Clinicians now have five oral antifungal therapeutic agents to choose from when assessing the risk–benefits associated with a particular treatment for onychomycosis (OM): griseofulvin, itraconazole, terbinafine, ketoconazole, and fluconazole. Only the first three are approved by the FDA for this indication. Griseofulvin is fungistatic and inhibits nucleic acid synthesis, arresting cell division at metaphase, and impairing fungal wall synthesis. Due to its low cure rates and high relapse, it is rarely used for treatment of onychomycosis. Itraconazole is a broad spectrum drug and is effective against dermatophytes, candida, and some nondermatophytic molds.
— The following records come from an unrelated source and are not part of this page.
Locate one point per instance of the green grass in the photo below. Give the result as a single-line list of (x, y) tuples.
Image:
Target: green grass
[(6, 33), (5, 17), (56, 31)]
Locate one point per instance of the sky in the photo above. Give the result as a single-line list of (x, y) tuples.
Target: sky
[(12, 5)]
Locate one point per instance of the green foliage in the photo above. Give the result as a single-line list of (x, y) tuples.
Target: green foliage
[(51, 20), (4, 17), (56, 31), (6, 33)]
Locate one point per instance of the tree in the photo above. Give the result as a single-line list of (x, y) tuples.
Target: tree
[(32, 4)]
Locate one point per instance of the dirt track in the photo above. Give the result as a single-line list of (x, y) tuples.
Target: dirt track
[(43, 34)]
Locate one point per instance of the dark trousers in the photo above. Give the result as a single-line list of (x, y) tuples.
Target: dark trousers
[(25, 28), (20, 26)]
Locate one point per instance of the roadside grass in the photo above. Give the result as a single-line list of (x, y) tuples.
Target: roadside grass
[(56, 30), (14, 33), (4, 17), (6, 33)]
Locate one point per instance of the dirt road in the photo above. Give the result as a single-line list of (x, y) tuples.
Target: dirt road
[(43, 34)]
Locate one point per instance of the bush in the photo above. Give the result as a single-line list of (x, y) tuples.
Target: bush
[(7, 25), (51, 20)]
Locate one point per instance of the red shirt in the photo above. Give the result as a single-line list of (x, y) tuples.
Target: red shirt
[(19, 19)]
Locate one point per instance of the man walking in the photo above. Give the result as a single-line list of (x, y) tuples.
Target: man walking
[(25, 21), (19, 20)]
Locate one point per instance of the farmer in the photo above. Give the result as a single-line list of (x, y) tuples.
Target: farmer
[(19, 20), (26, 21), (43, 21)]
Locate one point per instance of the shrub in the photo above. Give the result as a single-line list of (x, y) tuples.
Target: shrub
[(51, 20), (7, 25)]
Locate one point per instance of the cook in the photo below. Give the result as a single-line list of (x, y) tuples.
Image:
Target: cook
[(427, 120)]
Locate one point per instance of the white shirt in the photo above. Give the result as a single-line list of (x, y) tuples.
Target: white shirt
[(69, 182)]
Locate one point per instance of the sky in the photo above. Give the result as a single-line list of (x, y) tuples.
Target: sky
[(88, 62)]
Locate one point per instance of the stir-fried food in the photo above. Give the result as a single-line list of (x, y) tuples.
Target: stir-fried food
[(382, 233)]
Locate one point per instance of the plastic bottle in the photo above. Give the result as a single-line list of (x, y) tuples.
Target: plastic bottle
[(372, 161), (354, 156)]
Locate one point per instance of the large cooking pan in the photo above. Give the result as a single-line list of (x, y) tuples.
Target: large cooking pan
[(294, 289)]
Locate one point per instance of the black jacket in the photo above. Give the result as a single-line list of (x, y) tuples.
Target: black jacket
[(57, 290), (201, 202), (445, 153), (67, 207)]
Itraconazole works by inhibiting ergosterol synthesis via cytochrome P-450 (CYP450)-dependent demethylation step. This azole antifungal agent is metabolized in the liver by cytochrome P-450 3A4 (CYP3A4), and therefore has the potential to interact with drugs metabolized through this pathway. Terbinafine, an allylamine, is fungicidal and remains at therapeutic levels in keratinized tissues, but with a short plasma half-life of 36 hours. Terbinafine has the advantage in that it does not inhibit CYP3A4 isoenzyme during its metabolism where some 50% of all commonly prescribed drugs are metabolized. The only potentially significant drug interaction with terbinafine is with the cytochrome P-450 2D6 (CYP2D6) isoenzyme. The lack of widely reported or published clinically relevant drug interactions, and extensive experience from a large prospective, surveillance study conducted in “real world” setting with no patient exclusions, suggest that this is not a major issue. The high cure rates of terbinafine against dermatophytes, as shown in many studies since its launch in the 1990s, together with lack of clinically significant drug interactions and well established safety record, indicate the use of continuous oral terbinafine as the top choice for the treatment of onychomycosis in most patients.